Former Associate Director, Research & Design, ESG Indices

S&P Dow Jones Indices

Recently announced results for a consultation on the S&P PACT™ Indices (S&P Paris-Aligned & Climate Transition Indices) reveal that they will now target country and sector neutrality. This has the potential benefit of comparing companies, as much as possible, to close peers (those in the same sector and country), while reducing active risk.

The EU’s minimum requirements for Climate Transition and Paris-aligned Benchmarks (CTB and PAB, respectively) represent a new paradigm within climate investing—an absolute decarbonization pathway, meaning that strategies may have to achieve significantly higher levels of decarbonization relative to a benchmark in the future than they do today, if the benchmark does not significantly decarbonize (see Exhibit 1).

Given we do not know whether the world will decarbonize, we stress tested the methodology to understand, even when getting to a 90% decarbonization relative to the underlying universe, whether the S&P PACT Indices can meet the index objective. We see the index methodology finds a solution, becoming more active as the decarbonization grows, as expected, but remaining relatively benchmark like (see Exhibit 2).2

As we don’t know how much of a relative decarbonization we will need in the future, we can’t know how active the index will need to be. So, what’s the best way to address sector and country active risk that can continue to work throughout time?

A constraint on sector allocation may yield suboptimal outcomes.
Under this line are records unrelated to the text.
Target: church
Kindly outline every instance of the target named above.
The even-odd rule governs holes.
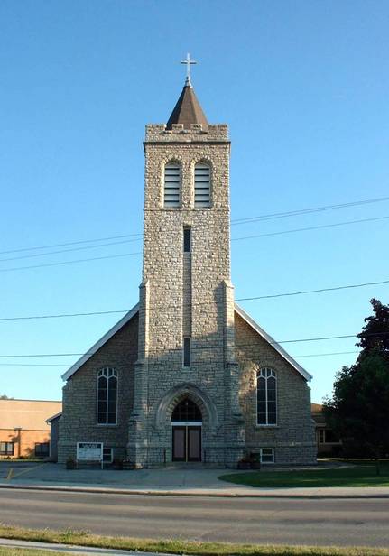
[[[136,468],[315,463],[311,376],[234,302],[228,127],[189,74],[144,147],[139,302],[63,375],[59,462],[101,442]]]

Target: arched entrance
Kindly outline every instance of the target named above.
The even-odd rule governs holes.
[[[173,461],[201,461],[202,415],[186,397],[171,413],[171,455]]]

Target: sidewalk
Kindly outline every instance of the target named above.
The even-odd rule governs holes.
[[[52,463],[9,461],[0,465],[0,488],[181,496],[389,498],[389,487],[385,486],[255,488],[220,481],[218,477],[228,471],[199,467],[132,471],[67,470]]]
[[[64,554],[87,554],[88,556],[139,556],[139,552],[129,551],[109,550],[107,548],[94,548],[90,546],[73,546],[71,544],[54,544],[51,542],[35,542],[32,541],[17,541],[14,539],[1,539],[0,548],[29,548],[39,550],[40,551],[47,551],[48,556],[50,553],[63,552]],[[142,556],[160,556],[155,552],[142,552]],[[164,554],[163,556],[169,556]]]

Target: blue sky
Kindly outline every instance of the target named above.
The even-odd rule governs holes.
[[[3,0],[0,21],[0,317],[136,302],[140,255],[10,269],[139,253],[139,241],[4,252],[142,232],[144,125],[167,120],[187,51],[208,120],[230,126],[233,220],[389,195],[386,1]],[[234,225],[232,237],[388,216],[381,201]],[[388,279],[388,225],[233,241],[236,298]],[[388,302],[388,285],[242,305],[285,340],[357,333],[373,296]],[[0,355],[82,353],[119,317],[0,321]],[[313,375],[313,401],[356,357],[320,354],[354,344],[284,345]],[[1,357],[0,394],[60,399],[77,358]]]

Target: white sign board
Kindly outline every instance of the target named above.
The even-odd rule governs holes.
[[[79,461],[102,461],[103,442],[77,442]]]

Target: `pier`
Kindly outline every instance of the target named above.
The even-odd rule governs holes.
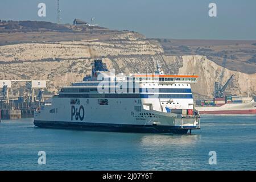
[[[34,117],[44,103],[47,80],[0,80],[0,121]],[[15,85],[16,88],[14,88]]]

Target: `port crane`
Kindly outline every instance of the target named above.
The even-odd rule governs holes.
[[[221,69],[221,75],[219,78],[219,82],[216,81],[214,83],[214,97],[223,97],[224,96],[225,90],[228,87],[228,84],[230,82],[231,80],[234,77],[234,75],[232,75],[231,77],[228,80],[224,85],[222,86],[220,82],[223,80],[224,76],[225,65],[226,63],[226,56],[225,56],[223,59],[223,62],[222,64],[222,69]]]

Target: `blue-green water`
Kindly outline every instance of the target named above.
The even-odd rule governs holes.
[[[256,116],[203,116],[192,135],[36,128],[0,123],[0,170],[255,170]],[[38,152],[46,152],[46,165]],[[217,152],[210,165],[208,153]]]

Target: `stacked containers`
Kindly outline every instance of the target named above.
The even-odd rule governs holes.
[[[250,102],[250,101],[251,101],[252,100],[253,100],[252,97],[243,97],[242,98],[243,103]]]
[[[188,115],[193,115],[193,109],[188,109]]]
[[[216,105],[222,105],[225,104],[225,98],[214,98],[214,104]]]
[[[213,100],[207,100],[204,101],[205,105],[213,106],[214,105],[214,101]]]
[[[232,103],[242,104],[243,103],[243,98],[238,97],[232,97]]]
[[[227,97],[226,97],[226,104],[231,104],[231,103],[232,103],[232,96],[227,96]]]

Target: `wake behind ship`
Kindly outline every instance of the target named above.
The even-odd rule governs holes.
[[[166,75],[158,63],[155,74],[109,72],[102,60],[92,75],[63,88],[34,115],[40,127],[93,131],[185,134],[200,129],[190,84],[195,75]]]

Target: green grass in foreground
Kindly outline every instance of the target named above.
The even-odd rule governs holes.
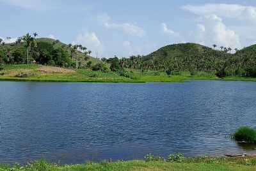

If we were to implement a tight sector constraint that worked well at inception (30% decarbonization), this may result in extreme stock-specific risk to maintain sector neutrality at greater levels of decarbonization, which may potentially be required in the future—e.g., sector constraints could be met by allocating all of the weight of one sector to one or two stocks with the lowest carbon intensity, causing concentration risk. Alternatively, we could take a more relaxed approach and set a sector constraint that would work well at a closer to 80% decarbonization, which would likely take on significantly more active sector risk than required to meet the ESG and climate objectives.

A more flexible solution might be to incorporate active sector weight penalization within the objective function, to produce an optimal balance among stock-specific active risk, country active risk and sector active risk—the change we will see in the upcoming rebalance, based on the recent consultation. This new objective function allows for a broad reduction in active sector weight across indices (see Exhibit 3) and potential levels of decarbonization required.

How do these reduced sector and country active risks, alongside other methodology changes, translate into predicted tracking error? We see large reductions within the largest regional indices, for both the climate transition and Paris-aligned variants (see Exhibit 4).

Impact analysis reveals changes to the S&P PACT Indices via this consultation would have caused companies to be compared more with their direct country and sector peers and reduced tracking error, while still meeting all the climate objectives, within a glass-box optimization framework. This allows for a sophisticated, multifaceted ESG and climate index and has historically provided benchmark-like characteristics.

 

1 For frame of reference, between 1950 and 2019, the global CO2 emissions grew by 2.66% (Our World in Data, 2022).

2 Note that this stress test is based on a hypothetical index based on the S&P Developed ex-U.S. universe. This stress test assumes that only the decarbonization rate required will change over time.

The posts on this blog are opinions, not advice. Please read our Disclaimers.